The burning sun was setting, and it splashed the sky with plum red. Feeling embarrassed, he wiped his eyes and clothed himself. We left the alley and proceeded to a restaurant for dinner, not even turning our head back to the two middle-aged women sitting along the window in Starbucks, whom I believed gossiping on Charles throughout the conversation.
When I heard from a mother at the neighboring dining table who urged her son to study hard and intimidated him with the term "coolie", I smiled as I love Charles' sparkling eye, and I despised upon remembering the years living in my grandma's fallacy.
By the time I was still an ignorant kid, I was accustomed to be nurtured by grandma with plentiful lectures on the importance of academic excellence, in a repetitive and incessant manner.
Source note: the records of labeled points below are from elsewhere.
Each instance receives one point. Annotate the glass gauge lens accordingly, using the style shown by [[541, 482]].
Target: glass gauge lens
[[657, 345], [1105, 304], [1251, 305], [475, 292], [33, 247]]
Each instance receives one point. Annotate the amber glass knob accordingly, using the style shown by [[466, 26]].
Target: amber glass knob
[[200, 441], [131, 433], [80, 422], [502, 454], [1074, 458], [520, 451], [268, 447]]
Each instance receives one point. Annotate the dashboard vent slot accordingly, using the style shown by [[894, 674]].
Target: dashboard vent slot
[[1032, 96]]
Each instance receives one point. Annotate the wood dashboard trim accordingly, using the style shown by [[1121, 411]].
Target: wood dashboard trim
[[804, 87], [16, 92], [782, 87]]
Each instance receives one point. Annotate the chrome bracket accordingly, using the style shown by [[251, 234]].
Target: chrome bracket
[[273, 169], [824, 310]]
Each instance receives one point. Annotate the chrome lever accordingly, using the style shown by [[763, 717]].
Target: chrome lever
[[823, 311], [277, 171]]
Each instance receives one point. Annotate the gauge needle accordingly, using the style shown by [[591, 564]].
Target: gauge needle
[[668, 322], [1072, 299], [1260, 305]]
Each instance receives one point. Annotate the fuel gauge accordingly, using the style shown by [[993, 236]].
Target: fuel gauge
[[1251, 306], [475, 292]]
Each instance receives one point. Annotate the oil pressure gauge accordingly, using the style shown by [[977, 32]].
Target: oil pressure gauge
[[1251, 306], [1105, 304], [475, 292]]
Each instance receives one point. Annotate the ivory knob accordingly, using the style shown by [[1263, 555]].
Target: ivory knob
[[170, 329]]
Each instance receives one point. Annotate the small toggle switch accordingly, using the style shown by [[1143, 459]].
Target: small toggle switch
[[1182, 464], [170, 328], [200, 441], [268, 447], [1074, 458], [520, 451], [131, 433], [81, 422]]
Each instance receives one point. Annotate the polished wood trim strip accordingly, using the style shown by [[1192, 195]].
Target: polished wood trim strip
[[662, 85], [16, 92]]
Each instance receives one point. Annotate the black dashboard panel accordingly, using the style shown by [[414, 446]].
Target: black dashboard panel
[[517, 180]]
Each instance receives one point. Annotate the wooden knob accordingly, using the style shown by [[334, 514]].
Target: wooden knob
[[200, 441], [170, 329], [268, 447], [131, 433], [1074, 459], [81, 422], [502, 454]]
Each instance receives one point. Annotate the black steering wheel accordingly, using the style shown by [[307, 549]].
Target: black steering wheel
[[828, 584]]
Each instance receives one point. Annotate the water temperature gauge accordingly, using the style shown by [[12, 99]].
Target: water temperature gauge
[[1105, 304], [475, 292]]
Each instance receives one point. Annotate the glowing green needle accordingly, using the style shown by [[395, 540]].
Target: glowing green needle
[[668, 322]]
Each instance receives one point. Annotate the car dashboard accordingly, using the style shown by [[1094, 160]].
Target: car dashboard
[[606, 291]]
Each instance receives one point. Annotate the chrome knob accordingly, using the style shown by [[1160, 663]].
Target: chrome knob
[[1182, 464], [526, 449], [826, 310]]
To deter me from being lazy or turning out to be a mediocre, grandma invariably threatened me with a bunch of arduous professions like farmers and coolies (and even the humiliating beggars). Her words were effective to me in some extent (thanks to my impressionable, if not gullible, personality), and more importantly, entrenched in my mind a hardly reversible, negative perception on the blue-collars – I thought they deserve physically demanding tasks, as a logical result of their laziness in early years. Though my grandma's theory may hold some water, fate differs from every individual, and I didn't start ruminating on the bitterness of a marginalized blue-collar in this gorgeous metropolis until I befriended Charles, a veteran lorry driver who turned to be a coolie after his informal "retirement".
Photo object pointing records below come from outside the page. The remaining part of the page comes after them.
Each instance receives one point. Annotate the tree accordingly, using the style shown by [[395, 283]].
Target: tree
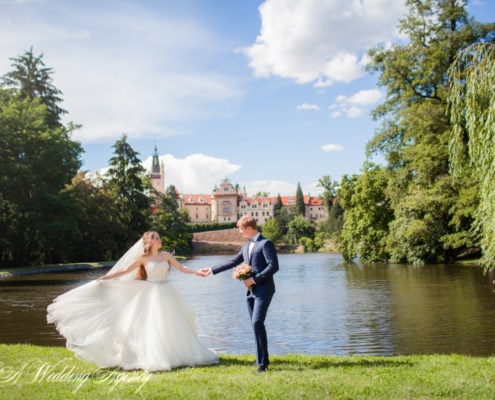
[[97, 232], [300, 207], [334, 221], [172, 223], [37, 161], [300, 227], [472, 112], [367, 214], [128, 188], [32, 80], [415, 129], [271, 230]]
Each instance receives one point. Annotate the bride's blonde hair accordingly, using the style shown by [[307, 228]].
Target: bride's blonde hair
[[147, 238]]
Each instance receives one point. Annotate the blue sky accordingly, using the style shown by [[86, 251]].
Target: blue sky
[[266, 93]]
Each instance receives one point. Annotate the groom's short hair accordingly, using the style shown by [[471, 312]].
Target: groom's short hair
[[247, 221]]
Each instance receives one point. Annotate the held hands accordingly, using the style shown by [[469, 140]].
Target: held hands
[[204, 272], [249, 283]]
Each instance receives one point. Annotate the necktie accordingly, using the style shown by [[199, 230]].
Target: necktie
[[250, 248]]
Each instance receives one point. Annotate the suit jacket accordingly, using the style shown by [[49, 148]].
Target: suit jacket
[[263, 262]]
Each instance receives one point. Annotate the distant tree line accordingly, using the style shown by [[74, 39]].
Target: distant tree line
[[431, 201], [437, 114]]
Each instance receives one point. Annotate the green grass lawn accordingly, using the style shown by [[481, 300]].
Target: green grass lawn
[[36, 372]]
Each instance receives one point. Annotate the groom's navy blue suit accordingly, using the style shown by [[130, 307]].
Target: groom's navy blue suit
[[264, 263]]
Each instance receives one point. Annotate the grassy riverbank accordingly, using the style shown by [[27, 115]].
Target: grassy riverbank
[[53, 373]]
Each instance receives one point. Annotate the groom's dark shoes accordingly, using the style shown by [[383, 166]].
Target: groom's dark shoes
[[261, 369]]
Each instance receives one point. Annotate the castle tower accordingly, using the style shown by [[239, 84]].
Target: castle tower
[[224, 202], [157, 173]]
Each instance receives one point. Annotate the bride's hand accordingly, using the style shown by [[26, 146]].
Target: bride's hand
[[204, 272]]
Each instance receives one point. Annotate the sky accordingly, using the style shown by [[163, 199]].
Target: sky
[[269, 94]]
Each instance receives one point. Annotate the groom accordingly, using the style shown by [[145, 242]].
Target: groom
[[258, 252]]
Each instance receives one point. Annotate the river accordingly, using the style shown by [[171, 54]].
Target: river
[[322, 306]]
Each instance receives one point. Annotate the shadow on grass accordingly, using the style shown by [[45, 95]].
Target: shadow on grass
[[299, 364]]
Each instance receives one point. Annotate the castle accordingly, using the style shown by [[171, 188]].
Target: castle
[[227, 204]]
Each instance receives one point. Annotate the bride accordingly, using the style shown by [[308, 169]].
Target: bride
[[132, 317]]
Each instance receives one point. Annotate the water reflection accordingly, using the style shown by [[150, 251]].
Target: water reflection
[[321, 307]]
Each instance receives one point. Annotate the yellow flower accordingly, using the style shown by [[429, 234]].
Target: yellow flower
[[242, 272]]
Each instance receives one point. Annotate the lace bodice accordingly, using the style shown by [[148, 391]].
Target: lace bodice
[[157, 270]]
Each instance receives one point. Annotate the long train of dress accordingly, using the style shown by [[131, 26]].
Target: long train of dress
[[131, 324]]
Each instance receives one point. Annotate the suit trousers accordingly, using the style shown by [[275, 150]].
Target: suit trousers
[[258, 307]]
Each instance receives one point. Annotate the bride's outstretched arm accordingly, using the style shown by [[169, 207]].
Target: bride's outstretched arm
[[130, 268], [176, 264]]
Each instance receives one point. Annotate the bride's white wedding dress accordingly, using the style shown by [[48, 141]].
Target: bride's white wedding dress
[[130, 324]]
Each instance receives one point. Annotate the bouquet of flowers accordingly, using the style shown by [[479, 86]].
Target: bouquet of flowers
[[242, 272]]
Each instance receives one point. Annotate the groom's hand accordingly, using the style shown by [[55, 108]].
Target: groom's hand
[[249, 282]]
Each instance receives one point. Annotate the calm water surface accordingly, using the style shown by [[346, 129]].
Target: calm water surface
[[321, 307]]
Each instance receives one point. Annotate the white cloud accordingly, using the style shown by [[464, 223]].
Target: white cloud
[[321, 41], [332, 147], [123, 68], [197, 173], [353, 106], [306, 106]]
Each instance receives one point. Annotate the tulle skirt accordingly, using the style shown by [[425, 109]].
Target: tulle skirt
[[130, 324]]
He sighed out several circles of smoke, and the smell of cigarette infiltrated every corner of the alley. I kept my mouth shut and veiled, but I didn't groan nor make a grumble. I knew cigarette to Charles, could be even more crucial than the rejuvenating morning tea to me. His eyeballs are round and beautiful, somehow sparkling, unlike those blurry cataract eyes which a normal old man in his age usually possesses. Glancing through his watery pupils, I could see how strenuous the road he had gone through along the years.
Following a cluster of yelling and screaming from a young leader, herds of youngsters resemble groups of wild monkeys, dressed in red and flocked into every apartment to snatch whatever valuable in the houses. Teenage Charles tightened his mother's arm, attempted to rescue her from the plight of being tattered and battered by the group of rebellious youths. Two of his famished brother and sister had already died, due to starvation several days before, when the onslaught of Cultural Revolution finally loomed over their village. He found life insanely hopeless, seeing his tears and sweats and blood mixing up together dropping to the messy ground, where lively grasses turned into deadly corpses and pristine blue lake into a pond of bloody red water. Cries and yells, pain and misery penetrated the entirety of his world.
It was not the first time I hear his deplorable past encounters, but my feelings of pity and empathy towards Charles didn't fade over time. It was not his indolence which drove him towards the blue-collar status, but his misfortunes, coined in Chinese, his "predestined fate".
Our conversation paused and fell into several minutes of silence. His skin was still shining in wet, with white powders scattering ubiquitously on his sweating body. It reminded me of the white traces left on fingerprints after holding a piece of chalk writing on blackboard. Such experience is joyful, yet such for him was not.
The burning sun was setting, and it splashed the sky with plum red. Feeling embarrassed, he wiped his eyes and clothed himself. We left the alley and proceeded to a restaurant for dinner, not even turning our head back to the two middle-aged women sitting along the window in Starbucks, whom I believed gossiping on Charles throughout the conversation.
When I heard from a mother at the neighboring dining table who urged her son to study hard and intimidated him with the term "coolie", I smiled as I love Charles' sparkling eye, and I despised upon remembering the years living in my grandma's fallacy.